Un jour, Raphaël demande à Saffie de se rendre chez un luthier dans le Marais afin de faire réparer, avant son concert du soir, sa flûte basse.
C'est là que le destin... ou le diable... s'en mêle mettant en présence la belle indifférente et l'artisan, András.
Un désir violent et immédiat s'empare de l'Allemande et du Hongrois de confession juive, que tout devrait séparer...
L'enfant dans son landeau devient le témoin involontaire de cet amour. Sa mère se plonge à corps perdu dans cette passion mais bientôt le contexte politique explosif teinte l'idylle de rouge sang. András, en raison des malheurs qu'il a traversé pendant la Seconde Guerre mondiale, se rappelant l'entrée en terrain conquis des nazis dans son pays, se sent particulièrement révolté par le sort des Algériens.
Des dissensions apparaissent alors entre les deux amants, Saffie refusant de voir, de comprendre, d'être concernée par le malheur d'autrui. Que lui est-il arrivé enfant en Allemagne ? Pourquoi semble-t-elle si indifférente, lovée sur elle-même et son histoire d'amour ?
"Comment comparer les souffrances ?
La souffrance de chacun est la plus grande.
Mais qu'est-ce qui nous permet de continuer ?
C'est le son, qui va et vient comme l'eau parmi les pierres." Göran Trunström
Il suffit d'un rien pour mettre le feu aux poudres : la déflagration sera terrible.
Chronique d'un drame pressenti, ce prodigieux roman à la noirceur envoûtante d'une tragédie atemporelle vient d'être réédité par les Éditions Actes Sud dans une belle version collector.
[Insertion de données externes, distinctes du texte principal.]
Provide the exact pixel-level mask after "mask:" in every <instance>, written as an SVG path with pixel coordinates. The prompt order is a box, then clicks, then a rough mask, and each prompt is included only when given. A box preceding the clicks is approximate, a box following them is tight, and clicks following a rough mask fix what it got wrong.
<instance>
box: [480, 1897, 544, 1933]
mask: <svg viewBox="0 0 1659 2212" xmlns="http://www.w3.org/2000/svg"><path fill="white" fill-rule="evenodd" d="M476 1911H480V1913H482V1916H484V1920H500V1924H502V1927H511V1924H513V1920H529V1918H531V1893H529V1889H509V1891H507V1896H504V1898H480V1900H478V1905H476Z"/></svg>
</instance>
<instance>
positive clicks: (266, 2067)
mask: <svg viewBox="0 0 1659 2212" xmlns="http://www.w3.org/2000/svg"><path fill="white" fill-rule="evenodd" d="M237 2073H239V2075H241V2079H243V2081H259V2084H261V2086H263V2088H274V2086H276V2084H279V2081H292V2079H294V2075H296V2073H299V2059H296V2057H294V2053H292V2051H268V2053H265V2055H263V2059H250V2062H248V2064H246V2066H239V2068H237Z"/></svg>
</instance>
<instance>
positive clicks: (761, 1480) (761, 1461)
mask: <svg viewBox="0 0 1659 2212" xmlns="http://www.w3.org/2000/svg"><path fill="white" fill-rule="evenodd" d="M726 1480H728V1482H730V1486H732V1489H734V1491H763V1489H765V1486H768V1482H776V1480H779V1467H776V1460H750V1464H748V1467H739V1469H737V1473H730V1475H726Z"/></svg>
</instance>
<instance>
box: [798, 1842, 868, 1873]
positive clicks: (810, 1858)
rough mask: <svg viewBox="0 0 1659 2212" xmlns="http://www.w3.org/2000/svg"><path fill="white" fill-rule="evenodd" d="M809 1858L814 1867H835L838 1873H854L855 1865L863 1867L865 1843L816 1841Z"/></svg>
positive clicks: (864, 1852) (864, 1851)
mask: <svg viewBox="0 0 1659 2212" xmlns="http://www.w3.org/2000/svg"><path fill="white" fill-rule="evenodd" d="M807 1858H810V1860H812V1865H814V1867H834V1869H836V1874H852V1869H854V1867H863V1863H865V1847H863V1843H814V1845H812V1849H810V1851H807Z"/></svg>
Les terribles évènements survenus en Algérie et en France lors de la guerre d'indépendance ont donc été décrits par l'autrice voici plus de 25 ans, alors qu'un silence de plomb s'était abattu sur cette période honteuse de l'Histoire de notre pays. Aujourd'hui, de nombreux écrivains abordent ce sujet : je pense notamment à Robert Goddard dans
"Les Dernières Pages", revenant en particulier sur les horreurs perpétrées dans la nuit du 17 au 18 octobre 1961 à Paris, (livre chroniqué sur Évanances littéraires).
Extrême beauté d'un texte puissant, tour à tour sensuel, charnel, crépusculaire, flamboyant, mais aussi précis, analytique, factuel. Il éclaire d'une lumière froide les conséquences de toute guerre sur les êtres qui en sont les victimes directes ou collatérales.
De circonstance malheureusement, tristement, désespérément... Prophétique.